The YouTube phenomenon has been one of the biggest success stories of all in cyberspace.
Over the years, YouTube has gone from being a weird corner of the web made up of curious, strange and often forgettable video clips, to a site that attracts millions of viewers every day – some of whom have essentially ditched all other forms of video viewing in favor of mining the vast trove of material YouTube carries on its platform.
In the years since Google acquired YouTube, traffic and usage have exploded, even as the video fare has become more varied (and also more professional).
But there’s one holdover from the early years that continues to bedevil Google: YouTube is a repository of some of the most inflammatory, puerile and downright disgusting commentary that passes for “discourse,” posted by all manner of rabble.
But now, Google is signaling a strategy that has the potential to clean up the crude comments on YouTube – and in a big way.
YouTube is now strongly encouraging users to post their YouTube comments using the name identity associated with their Google+ account.
In fact, if you decline to do so after being prompted, you’ll be asked to state a reason why, underscoring the nudge away from “screen name anonymity” and towards “real-name identity.”
The notion is that people will be less likely to post flaming comments when their “true” web identity is known – that people will exude good behavior in “polite cyber-company,” as it were.
Of course, one needs to possess a Google+ account in order to link his or her identity on YouTube. But that’s for today only; some observers see YouTube’s move as just the first step toward hiding – and eventually eliminating – all comments coming from anonymous accounts.
So the new bargain will be something closer to this: “Open a Google+ account and link your YouTube account to your Google+ account … or else forfeit your ability to post any comments at all on YouTube.”
The likely result will be a much more “sanitized” YouTube – less edgy, but also less red-faced embarrassing. And that’s just what many brands, businesses and advertisers would like to see happen.
Of course, YouTube’s moves may well spur the launch of an alternative site that seeks to preserve the (nearly) anything-goes environment of the YouTube of yore.
Perhaps it could be called “YouCrude,” But, as it happens, that handle’s already been nabbed — by a fellow WordPress blogger!
The “sanitizing” of youtube is a mixed bag indeed. The motive is the distasteful, and the reduction of vile underbelly is the pop-pop fizz-fizz.
Everything any of the humungous internet dominators do is for profit, no doubt. Advertising incoming in this case. In almost all cases? This makes the sanitizing idea hypocritical. Let me explain why:
What may turn out a relief is the ebbing of public purging. We have been on the receiving end of such unmitigated public hate mail ourselves. There seems to be a sense of limitless entitlement, mostly of people who might barely pass a GED, to seek out essentially innocent and factual and at times quite private expression of sentiment, opinion, esteem (high and low) … and then trash it with the most unreflected and needlessly aggressive responses.
Even subjects around which one might expect some degree of civilized behavior attract that kind of mental and emotional diaper dumping. Example: Classical music. I have seen the most base name-calling in response to posts praising one conductor over another, and at times not even over another. Opinions about singers are an even worse trigger. And the ladder goes down from there.
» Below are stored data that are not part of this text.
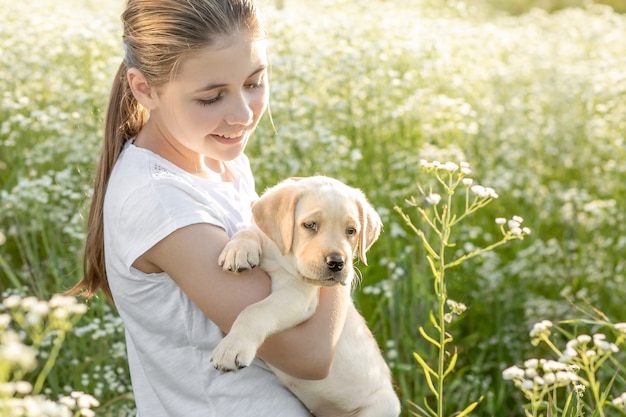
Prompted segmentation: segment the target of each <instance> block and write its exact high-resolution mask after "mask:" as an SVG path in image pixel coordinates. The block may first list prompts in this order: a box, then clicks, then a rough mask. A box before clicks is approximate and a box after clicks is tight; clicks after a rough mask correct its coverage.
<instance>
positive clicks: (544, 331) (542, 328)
mask: <svg viewBox="0 0 626 417" xmlns="http://www.w3.org/2000/svg"><path fill="white" fill-rule="evenodd" d="M551 327H552V322H551V321H550V320H542V321H540V322H539V323H535V324H534V326H533V328H532V329H531V330H530V337H537V336H539V335H543V334H547V335H549V334H550V328H551Z"/></svg>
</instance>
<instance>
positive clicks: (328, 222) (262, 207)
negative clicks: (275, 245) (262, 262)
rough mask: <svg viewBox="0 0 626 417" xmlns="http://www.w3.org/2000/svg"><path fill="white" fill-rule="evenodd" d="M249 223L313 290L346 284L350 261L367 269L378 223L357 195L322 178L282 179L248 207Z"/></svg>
mask: <svg viewBox="0 0 626 417" xmlns="http://www.w3.org/2000/svg"><path fill="white" fill-rule="evenodd" d="M252 212H253V215H254V220H255V223H256V224H257V226H258V227H259V228H260V229H261V231H263V232H264V233H265V234H266V235H267V236H268V237H269V238H270V239H271V240H272V241H273V242H274V243H275V244H276V245H277V247H278V248H279V249H280V251H281V253H282V254H283V255H287V254H290V253H291V254H292V255H293V259H294V262H295V263H296V265H295V266H296V269H297V270H298V273H299V274H300V275H301V276H302V277H303V278H304V279H305V280H307V281H308V282H311V283H315V284H318V285H335V284H337V283H341V284H344V285H345V284H347V283H348V282H349V281H350V280H351V279H352V276H353V266H352V263H353V258H354V256H355V255H358V256H359V258H360V259H361V260H362V261H363V263H365V264H367V258H366V255H365V254H366V252H367V250H368V249H369V248H370V247H371V246H372V244H373V243H374V242H375V241H376V239H378V236H379V234H380V228H381V220H380V217H379V216H378V214H377V213H376V211H375V210H374V208H373V207H372V206H371V205H370V204H369V203H368V202H367V199H366V198H365V196H364V195H363V193H362V192H361V191H360V190H357V189H355V188H352V187H348V186H347V185H345V184H343V183H342V182H340V181H337V180H335V179H332V178H328V177H321V176H317V177H308V178H302V179H298V180H295V179H294V180H287V181H284V182H282V183H280V184H279V185H277V186H275V187H273V188H271V189H269V190H268V191H266V192H265V193H264V194H263V196H261V198H260V199H259V200H258V201H257V202H256V203H255V204H254V206H253V207H252Z"/></svg>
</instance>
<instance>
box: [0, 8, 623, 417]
mask: <svg viewBox="0 0 626 417" xmlns="http://www.w3.org/2000/svg"><path fill="white" fill-rule="evenodd" d="M122 3H123V2H122V1H115V2H108V3H107V6H106V7H105V6H103V3H102V2H99V1H96V0H67V1H63V2H55V1H53V0H24V1H21V2H13V1H8V0H0V9H1V10H2V24H1V25H0V58H1V59H0V94H2V97H1V100H2V104H1V106H0V292H1V293H2V297H3V298H4V299H12V300H15V298H10V297H11V296H20V297H24V296H34V297H37V298H38V299H41V300H48V299H50V298H51V297H52V295H53V294H55V293H58V292H62V291H64V290H66V289H68V288H69V287H70V286H72V285H73V283H75V282H76V281H78V279H79V277H80V275H81V267H82V260H81V248H82V245H83V242H84V239H85V215H86V211H87V208H88V204H89V198H90V194H91V184H92V172H93V167H94V163H95V162H96V160H97V158H98V156H99V150H100V141H101V134H102V118H103V114H104V111H105V107H106V101H107V98H108V93H109V88H110V83H111V80H112V77H113V75H114V73H115V71H116V69H117V67H118V65H119V63H120V62H121V54H122V52H121V40H120V33H121V29H120V24H119V14H120V12H121V10H122V7H123V4H122ZM267 3H268V4H267V12H268V17H267V19H268V28H269V33H270V56H271V65H272V68H271V109H270V113H271V119H270V117H269V114H268V116H266V117H265V118H264V120H263V121H262V122H261V125H260V126H259V128H258V131H257V133H256V134H255V137H254V139H253V141H252V142H251V144H250V146H249V148H248V154H249V156H250V158H251V160H252V164H253V169H254V172H255V174H256V179H257V190H258V191H259V192H260V191H262V190H263V189H264V188H265V187H267V186H269V185H272V184H274V183H276V182H277V181H279V180H280V179H282V178H285V177H288V176H307V175H313V174H324V175H329V176H333V177H337V178H339V179H341V180H343V181H345V182H347V183H348V184H350V185H353V186H356V187H358V188H361V189H362V190H363V191H364V192H365V193H366V195H367V196H368V198H369V200H370V201H371V202H372V203H373V205H374V206H375V207H376V209H377V211H378V212H379V214H380V215H381V217H382V219H383V222H384V225H385V226H384V232H383V234H382V236H381V238H380V239H379V241H378V242H377V243H376V244H375V245H374V247H373V248H372V250H371V252H370V254H369V255H368V260H369V266H364V265H362V264H361V265H358V269H359V270H360V271H361V273H362V281H361V283H360V285H359V286H358V287H357V288H356V291H355V294H354V298H355V301H356V303H357V305H358V306H359V308H360V310H361V312H362V313H363V315H364V316H365V317H366V319H367V321H368V323H369V324H370V327H371V328H372V330H373V331H374V333H375V335H376V337H377V339H378V342H379V344H380V346H381V349H382V350H383V353H384V355H385V357H386V358H387V360H388V363H389V365H390V367H391V369H392V371H393V377H394V381H395V383H396V386H397V388H398V394H399V396H400V397H401V399H402V404H403V416H411V415H420V416H422V415H423V416H431V415H432V416H443V415H446V416H449V415H454V413H455V412H457V411H460V410H462V409H465V407H466V406H467V405H468V404H474V403H476V404H475V408H473V410H472V411H469V410H468V413H467V414H468V415H474V416H479V417H483V416H494V417H509V416H510V417H513V416H524V415H527V416H539V415H546V416H547V415H555V416H556V415H558V416H582V415H585V416H605V415H606V416H619V415H626V408H624V403H625V402H626V394H622V393H624V392H625V391H626V367H625V365H624V364H625V363H626V356H625V354H624V350H626V343H625V342H624V339H625V338H626V328H625V327H626V326H624V324H623V323H624V322H626V308H625V307H624V305H625V300H626V17H625V16H624V15H623V14H619V13H617V12H615V11H614V10H613V9H612V8H610V7H608V6H603V5H593V4H590V3H587V5H586V6H581V7H576V8H573V7H572V8H564V9H561V10H555V11H551V12H548V11H545V10H542V9H531V10H528V11H527V9H524V10H523V13H521V12H520V11H518V10H509V11H513V12H514V13H515V14H512V13H507V10H503V9H502V8H496V7H493V6H494V5H496V6H497V4H498V3H499V4H500V5H501V4H503V3H506V2H502V1H499V2H498V1H495V0H493V1H491V2H490V3H491V6H485V7H482V6H478V5H477V2H474V1H468V2H457V1H436V0H403V1H395V0H386V1H385V0H367V1H366V0H319V1H316V2H308V1H305V0H284V1H283V2H281V3H282V4H283V7H281V8H275V7H274V4H275V3H278V2H273V1H269V0H268V2H267ZM313 3H314V4H313ZM515 3H516V4H520V3H523V2H521V1H517V2H515ZM527 3H531V2H527ZM544 3H545V2H544ZM561 3H563V2H561ZM617 3H619V2H617ZM505 9H506V8H505ZM519 13H521V14H519ZM424 161H428V162H429V163H430V162H432V161H440V162H441V163H442V164H441V165H440V166H439V165H438V166H439V167H440V168H437V169H435V171H436V172H439V173H447V172H453V173H454V175H457V174H458V176H456V177H454V178H459V179H460V178H461V176H463V177H464V178H470V177H471V179H472V180H473V181H474V182H475V184H481V185H483V186H485V187H490V189H492V191H494V190H495V191H494V193H497V198H489V204H488V205H485V206H484V207H481V208H480V210H477V211H476V212H474V213H472V214H471V216H468V217H467V218H464V221H463V222H462V223H459V225H458V227H457V228H456V229H455V230H454V234H453V235H452V236H451V238H450V241H449V243H450V244H449V245H448V246H447V247H446V248H445V251H446V253H447V254H449V256H450V257H452V258H454V257H457V258H461V257H463V256H464V254H472V253H478V252H480V253H479V255H478V256H473V257H472V258H471V259H468V260H467V261H466V262H463V263H461V264H459V265H457V266H456V267H455V268H454V269H450V270H449V271H447V275H446V281H445V283H446V287H445V291H444V294H443V296H444V297H443V298H442V294H441V293H440V292H438V289H437V288H438V287H437V279H433V268H432V265H430V264H429V261H428V259H429V258H428V257H429V256H432V253H431V252H429V250H428V248H427V247H426V246H425V244H424V240H423V239H422V238H421V237H420V234H421V235H423V236H425V239H427V240H429V239H435V240H436V238H437V233H436V232H432V231H430V232H429V231H428V230H429V228H428V224H427V223H428V221H427V220H426V218H427V215H430V214H433V213H439V212H438V211H437V210H440V209H441V210H443V205H442V204H441V203H439V199H435V198H434V197H433V196H435V195H437V196H443V197H444V200H443V201H444V202H445V201H447V200H445V198H447V197H448V196H447V194H446V193H445V190H444V192H441V191H437V190H438V188H437V187H440V186H441V185H442V184H441V183H440V182H438V181H437V180H436V179H434V177H433V175H432V174H433V165H431V164H429V163H426V162H424ZM445 162H451V163H454V164H448V165H444V164H443V163H445ZM462 162H463V164H461V163H462ZM465 163H468V164H469V167H470V168H471V174H470V173H469V171H468V170H467V169H466V168H465V167H466V166H467V165H466V164H465ZM455 164H456V168H455ZM463 184H465V183H463ZM465 188H466V189H465V192H467V193H468V196H470V195H472V194H471V192H476V189H472V191H471V192H470V188H469V185H468V186H467V187H465ZM462 189H463V187H462V186H461V185H460V188H459V190H458V191H459V192H458V193H457V194H458V195H455V196H449V197H450V198H451V199H452V198H454V199H455V200H454V201H455V202H456V201H457V200H456V199H457V197H461V198H462V196H463V195H464V194H463V193H462V192H460V191H461V190H462ZM483 191H484V190H483ZM477 195H479V194H477ZM492 196H495V194H492ZM468 198H469V197H468ZM450 201H452V200H450ZM455 204H456V203H455ZM416 207H417V208H421V207H423V208H422V209H416ZM402 213H404V214H405V215H406V216H408V219H409V221H410V222H411V225H412V226H411V225H409V224H408V223H407V218H406V216H403V215H402ZM514 216H518V217H514ZM522 218H523V226H524V227H525V228H528V229H525V233H524V236H523V237H524V239H523V240H517V239H513V240H511V241H509V242H506V244H505V245H502V246H500V247H498V248H496V249H494V250H487V251H480V248H486V247H489V245H490V244H491V243H492V242H494V241H497V240H499V228H500V226H499V225H500V224H501V222H500V221H498V222H496V221H494V219H512V220H513V221H514V223H511V222H510V221H509V222H508V225H509V227H511V228H512V229H513V228H515V227H517V226H519V223H521V221H520V222H518V220H521V219H522ZM515 219H517V220H515ZM515 222H517V223H515ZM512 224H513V226H511V225H512ZM526 232H529V234H528V233H526ZM431 259H432V258H431ZM439 283H441V282H439ZM439 288H441V287H439ZM442 300H443V301H448V304H447V306H448V307H445V308H446V309H439V310H438V308H439V307H440V306H441V303H442ZM7 304H10V303H5V307H4V310H6V311H8V310H9V309H10V305H8V306H7ZM460 305H462V306H463V307H466V309H463V311H461V310H458V309H457V308H456V307H458V306H460ZM87 307H88V309H87V312H86V313H85V314H84V316H83V317H82V318H81V320H80V321H78V322H77V323H76V324H75V325H74V327H73V329H72V330H71V331H69V332H68V334H67V337H66V338H65V342H64V344H63V348H62V349H61V350H60V351H59V353H58V357H57V356H55V366H54V368H53V369H52V370H51V371H50V373H49V374H48V377H47V378H46V382H45V384H44V386H43V388H42V393H43V394H45V395H46V396H48V397H49V398H52V399H53V400H56V399H57V398H58V397H59V396H61V395H66V394H67V393H69V392H71V391H75V390H79V391H83V392H86V393H89V394H91V395H93V396H94V397H95V398H97V399H98V400H99V402H100V404H101V405H100V406H99V407H98V408H96V413H97V415H98V416H105V417H107V416H111V417H112V416H115V417H118V416H131V415H133V409H134V403H133V399H132V390H131V387H130V379H129V376H128V371H127V366H126V352H125V344H124V337H123V326H122V323H121V321H120V319H119V317H118V316H117V315H116V313H115V311H114V309H113V308H112V307H111V306H110V305H108V304H107V303H106V301H105V300H104V299H103V298H102V297H100V298H97V299H92V300H90V301H89V302H88V303H87ZM447 309H449V310H447ZM433 311H435V312H436V311H439V312H444V313H445V319H446V320H445V324H446V327H445V329H444V330H445V331H444V332H443V333H444V334H447V335H448V336H449V338H450V340H449V341H448V339H446V343H445V345H446V346H447V351H446V352H445V354H444V355H443V357H442V360H444V361H446V363H448V364H450V361H452V360H453V361H454V362H453V363H452V364H451V366H450V368H449V369H450V371H451V372H449V374H447V375H446V380H445V386H444V388H445V391H443V392H445V395H443V392H440V393H438V392H439V391H438V389H435V390H434V391H433V389H432V387H431V384H430V383H429V381H430V382H431V383H432V379H433V378H434V377H435V375H434V374H432V373H430V372H429V371H428V369H434V368H435V367H436V365H437V357H438V355H439V353H441V352H440V351H441V350H442V346H441V345H439V346H438V345H437V344H436V343H433V342H436V341H435V340H430V341H429V340H428V338H426V337H425V334H426V335H432V334H433V332H436V331H438V330H442V329H441V328H439V327H437V326H438V323H443V322H438V321H437V320H433V319H432V317H434V316H433V314H432V312H433ZM461 313H462V314H461ZM435 316H436V313H435ZM0 317H2V307H0ZM441 318H442V319H443V318H444V317H443V316H442V317H441ZM2 323H3V321H2V320H0V335H1V334H2V333H4V332H5V330H7V328H8V327H7V325H3V324H2ZM3 326H4V327H3ZM9 327H10V326H9ZM18 333H19V331H18ZM588 335H590V336H588ZM586 336H588V337H586ZM446 337H447V336H446ZM26 339H27V340H26V342H28V341H29V339H28V337H26ZM6 344H7V341H6V340H5V338H2V337H0V359H2V360H5V359H6V358H4V357H3V356H2V355H3V353H6V352H5V351H6V349H5V350H3V346H5V345H6ZM54 346H55V344H54V343H52V342H51V341H50V340H47V341H46V340H44V341H43V342H42V343H41V346H39V357H40V361H39V363H40V366H39V368H38V369H35V370H34V371H31V372H30V373H25V374H24V375H20V377H23V378H24V379H26V380H34V379H35V375H37V374H38V372H40V371H41V370H42V369H41V368H42V366H43V365H41V364H42V363H43V362H44V361H45V359H46V358H48V357H50V355H51V354H50V352H51V351H53V349H54ZM576 352H578V353H577V354H576ZM55 355H56V354H55ZM418 358H419V360H418ZM535 359H536V360H537V361H536V362H535ZM559 359H560V360H561V361H560V362H559V363H561V364H562V363H573V362H575V363H577V364H578V365H577V366H578V369H579V371H580V373H579V374H578V377H577V378H573V377H572V378H570V379H569V380H557V381H556V382H555V381H552V382H551V379H550V378H549V377H548V374H549V373H550V371H549V369H548V366H547V365H546V364H548V363H552V362H556V361H558V360H559ZM420 360H421V361H422V362H423V363H422V362H420ZM568 360H569V361H570V362H568ZM548 361H552V362H548ZM572 361H573V362H572ZM577 361H578V362H577ZM537 363H540V364H543V365H541V366H544V368H543V369H542V370H541V375H536V372H534V371H533V370H536V369H537V366H538V365H537ZM424 365H426V366H424ZM363 366H367V364H363ZM541 366H539V368H541ZM429 367H430V368H429ZM512 367H513V368H512ZM585 367H587V368H585ZM0 368H2V367H0ZM3 369H4V368H2V369H0V388H2V386H4V385H2V384H4V383H7V382H10V381H12V378H15V374H11V372H5V371H4V370H3ZM572 369H573V368H572ZM519 370H521V371H522V372H521V373H519V372H518V371H519ZM586 371H589V372H587V373H585V372H586ZM568 372H569V368H568ZM554 375H560V374H558V372H556V371H555V372H554V374H553V375H552V376H554ZM568 375H569V374H568ZM591 375H593V377H590V376H591ZM557 379H558V378H557ZM434 385H437V384H434ZM442 386H443V384H442ZM435 388H437V387H435ZM7 395H8V396H11V395H14V394H7V391H6V390H1V389H0V400H2V399H3V398H6V397H7ZM15 395H17V396H19V395H22V394H19V393H17V394H15ZM540 395H541V400H537V398H538V396H540ZM439 396H441V401H439V400H440V398H438V397H439ZM620 399H621V400H620ZM439 403H441V405H440V406H438V405H437V404H439ZM574 403H576V404H577V405H576V407H573V405H572V404H574ZM527 404H530V405H528V406H527V407H525V406H526V405H527ZM533 404H534V405H533ZM0 405H1V401H0ZM437 407H439V408H440V409H436V408H437Z"/></svg>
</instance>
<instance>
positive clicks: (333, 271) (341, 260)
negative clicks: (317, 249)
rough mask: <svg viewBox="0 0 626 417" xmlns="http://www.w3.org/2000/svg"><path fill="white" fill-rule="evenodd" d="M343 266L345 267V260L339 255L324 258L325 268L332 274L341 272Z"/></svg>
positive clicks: (344, 259)
mask: <svg viewBox="0 0 626 417" xmlns="http://www.w3.org/2000/svg"><path fill="white" fill-rule="evenodd" d="M345 265H346V260H345V259H344V257H343V256H341V255H338V254H332V255H329V256H327V257H326V266H327V267H328V269H330V270H331V271H332V272H341V271H342V270H343V267H344V266H345Z"/></svg>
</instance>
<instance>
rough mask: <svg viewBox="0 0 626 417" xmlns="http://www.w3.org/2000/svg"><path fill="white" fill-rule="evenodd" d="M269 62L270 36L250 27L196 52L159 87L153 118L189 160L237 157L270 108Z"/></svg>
mask: <svg viewBox="0 0 626 417" xmlns="http://www.w3.org/2000/svg"><path fill="white" fill-rule="evenodd" d="M267 65H268V63H267V55H266V43H265V40H263V39H254V38H251V37H250V36H248V34H247V33H245V32H243V33H239V34H237V35H234V36H232V37H229V38H226V39H224V40H222V41H220V42H218V43H217V44H216V45H212V46H210V47H207V48H205V49H203V50H201V51H200V52H199V53H197V54H193V55H190V56H189V57H186V58H185V59H183V61H182V62H181V65H180V68H179V70H178V74H177V76H176V78H175V79H174V80H172V81H170V82H168V83H167V84H165V85H164V86H162V87H160V88H158V89H157V90H156V91H157V97H158V99H157V104H156V108H153V109H151V111H150V119H149V121H148V123H149V124H153V127H156V129H157V131H158V133H157V135H158V136H159V137H161V138H162V139H165V140H166V141H167V142H169V144H170V145H172V146H173V147H174V148H175V149H176V151H177V152H178V153H179V154H180V155H184V157H185V158H186V159H188V160H193V159H195V160H196V161H197V160H198V157H200V158H201V159H205V161H203V162H204V163H206V164H207V165H209V166H211V163H212V161H214V162H218V165H219V162H221V161H229V160H232V159H234V158H236V157H237V156H238V155H240V154H241V153H242V152H243V150H244V148H245V146H246V144H247V142H248V139H249V137H250V135H251V133H252V131H253V130H254V129H255V128H256V126H257V124H258V122H259V119H260V118H261V116H262V115H263V112H264V111H265V109H266V108H267V103H268V92H269V87H268V85H267Z"/></svg>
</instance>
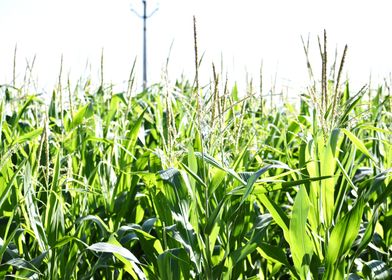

While I could stop here and feel sorry for us all, I feel like going one step further … down. The question is why do people feel such a strong need for a relief valve? (This vein of questioning does in no way excuse their behavior.) The answer is in the question: Pressure, an excess of pressure for which many seem to have no tools to deal with in a lasting and non-destructive fashion. Sure, there are things one can do, such as the average amount of alcohol, television, shopping, and other consumer behavior, and most people do that.
And here, the circle becomes vicious because the “corporate dominators” are the very ones who generate that excess pressure by the very marketing for the sake of which they wish to clean up the advertising tools like YouTube. And that, in short, is why the proposed move, on a corporate level, is hypocritical.